Ads Top

SQL for Tableau: Window Functions

It’s been a while since I’ve shared a blog in my SQL for Tableau Users series, so I’m excited to be back with a blog on one of my absolute favorite features of SQL, window functions!! OK, they may not sound that exciting but they are really powerful and, once you get the syntax down, relatively easy to write.


Let’s start out by defining window functions. I personally like the definition provided by the PostgreSQL documentation:

A window function performs a calculation across a set of table rows that are somehow related to the current row. This is comparable to the type of calculation that can be done with an aggregate function. But unlike regular aggregate functions, use of a window function does not cause rows to become grouped into a single output row—the rows retain their separate identities. Behind the scenes, the window function is able to access more than just the current row of the query result.

OK, that’s a bit confusing, but it’ll become much clearer as we look at some examples. So let’s start by looking at a simple example using Superstore on my publicly-available SQL Server (see SQL for Tableau Part 1: The Basics for details on connecting to this server).

We’ll begin with a simple aggregation of sales by region.

SELECT [Region], SUM([Sales])
FROM [Orders]
GROUP BY [Region]


We get one record for each region with each region’s total sales. But what if we want to see every row along with the sum of sales for the region?

SELECT [Row ID], [Region], [Sales],
SUM([Sales]) OVER (PARTITION BY [Region]) AS [Region Sales]
FROM [Orders]


The second line of the SQL leverages a window function to provide us with data outside of the row we’re looking at.

Let’s take a look at the the syntax:

SUM([Sales]) OVER (PARTITION BY [Region])

This statement starts with a function—in this case, an aggregation—then is followed by OVER. OVER essentially tells the database that we’re about to define the window. Then, within parentheses, we define the window using the PARTITION BY clause. This tells the database that we want to partition (i.e. group) our records together by the Region.
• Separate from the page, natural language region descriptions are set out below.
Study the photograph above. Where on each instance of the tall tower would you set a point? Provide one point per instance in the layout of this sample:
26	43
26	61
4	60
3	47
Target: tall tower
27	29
So, in plain English, this would say “Sum the sales for the entire region that is specified on this row.”

Note: If you do not wish to partition your data at all (i.e. get the total sales for the entire data set), then you would simply not include the PARTITION BY clause:

SUM([Sales]) OVER () AS [Region Sales]

What’s nice about this is that it allows us to then perform some additional aggregations. For example, we could find each row’s percentage of the region’s sales.

SELECT [Row ID], [Region], [Sales]/SUM([Sales]) OVER (PARTITION BY [Region]) AS [% of Sales]
FROM [Orders]


To take this one step further, we can aggregate the main query as well. For example, let’s say we want to see the percentage of sales by customer, rather than each individual row. To do that, we’ll need to aggregate the sales by customer then divide by the total regional sales:

SELECT [Region], [Customer Name],
SUM([Sales]) AS [Customer Sales],
SUM(SUM([Sales])) OVER (PARTITION BY [Region]) AS [Region Sales]
FROM [Orders]
GROUP BY [Region], [Customer Name]


Notice that we need to further aggregate the window calculation. Without it, we’ll get an error. I won’t show you here, but you can see that we could now easily calculate the percent of regional sales for each customer.

Similarity to Tableau
If the above feels familiar to you, that’s because you’ve probably done something very similar in Tableau. Let’s take the above use case (each record’s percent of regional sales) and use Tableau to solve it. To do this, we’d use either LODs or window calculations. Let’s begin with window calcs. We’d start by creating our basic view:


Then we could write a calculation like this:

Region Sales
// Sales for the overall region.
WINDOW_SUM(SUM([Sales]))

Then we add this to the view, make sure it’s set to compute properly, and we’ll get:


Then, of course, we could perform the math, SUM([Sales])/[Region Sales] to get the percentage.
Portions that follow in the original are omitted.